In order to evolve a neural network, we need to solve two problems:

  1. Representing the network architecture in a way that can be easily changed
  2. Finding an algorithm to decide on when should we mutate a population of networks.

The second problem is relatively easier to resolve. There are numerous algorithms proposed to evolve neural networks. For example, (Real et al., 2018) proposed an evolution algorithm using age as a regularization, and (Lui et al., 2017) used an asynchronous algorithm to evolve networks. In this project, I decided to go with (Real et al., 2018) as the approach of using age as a regularization looks interesting. The implementation of the evolution algorithm is the aging_evolution in evolution/evolve/evolve_strategy.py

The first problem, on the other hand, is much harder. The challenges are mainly due to the diverse nature of different neural network layers, the building blocks of modern deep neural net. They could give out tensor with different shapes on the same input, depending on the parameters. For example, the output of a convolution layer with kernel shape 3 x 3, 10 output channels, stride of 1 and no padding on an input tensor with shape 10 x 10 x 3 will be 8 x 8 x 10 while one with kernel shape 5 x 5 and 20 output channels will give an output with shape 6 x 6 x 20. Since for most of the tasks, there will be a fixed input shape (32 x 32 x 3 for CIFAR10 for example) and fixed output shape (10 for CIFAR10), it's challenging to make sure each layer has a correct set of parameters.

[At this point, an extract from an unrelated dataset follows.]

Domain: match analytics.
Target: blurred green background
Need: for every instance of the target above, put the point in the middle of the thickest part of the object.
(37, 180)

Further, there are special connections such as skip connections for residual learning. Normally, neural nets layers follow a nice sequential order, meaning that each layer's output will only go to the next layer, and each layer will only take input from the previous layer. However, as (He et al., 2016) introduced residual learning to deep convolution network, the connection are not as simple as sequential anymore. This requires the encoding scheme to be flexible enough to accommodate skip connections.

There are several papers describing ways to encode network architectures, but I found the hierarchical representation introduced in (Lui et al., 2017) most flexible and interesting. In this project, I based the idea on that paper, with more detailed specifications. For instance, to ensure the encoded architecture is valid, I enforced several graph invariants on the higher level edges (in evolution/encoding/complex_edge.py):

  1. The graph has no circle
  2. Output is always reachable from input (implied from 3)
  3. All the vertices should be reachable from input
  4. All the vertices could reach output

And invariants for the class properties:

  • input_vertex is not None
  • output_vertex is not None
  • vertices_topo_order always contains vertices sorted in topological order
  • Each edge's end_vertex should point to the the end vertex of this edge, when the edge is in the graph

These invariants are thoroughly tested in the corresponding unit tests test/complex_edge_test.py and test/mutatble_edge_test.py. For more details about the hierarchical graph, take a look at Figure 1 in (Lui et al., 2017) for an illustration.

Run the example

  1. Install the dependencies in run-requirements.txt by pip3 install -r run-requirements.txt. Note that if you have Nvidia GPU, you should manually install Tensorflow with GPU instead.
  2. Run the CIFAR10 example: python3 -m examples.cifar10 -o logs under project root directory.
  3. Start Tensorboard: tensorboard --logdir logs to observe progress, and visualize models.

References

  • Real, E., Aggarwal, A., Huang, Y., & Le, Q. V. (2018). Regularized evolution for image classifier architecture search. arXiv preprint arXiv:1802.01548.
  • He, K., Zhang, X., Ren, S., & Sun, J. (2016). Deep residual learning for image recognition. In Proceedings of the IEEE conference on computer vision and pattern recognition (pp. 770-778).
  • Liu, H., Simonyan, K., Vinyals, O., Fernando, C., & Kavukcuoglu, K. (2017). Hierarchical representations for efficient architecture search. arXiv preprint arXiv:1711.00436.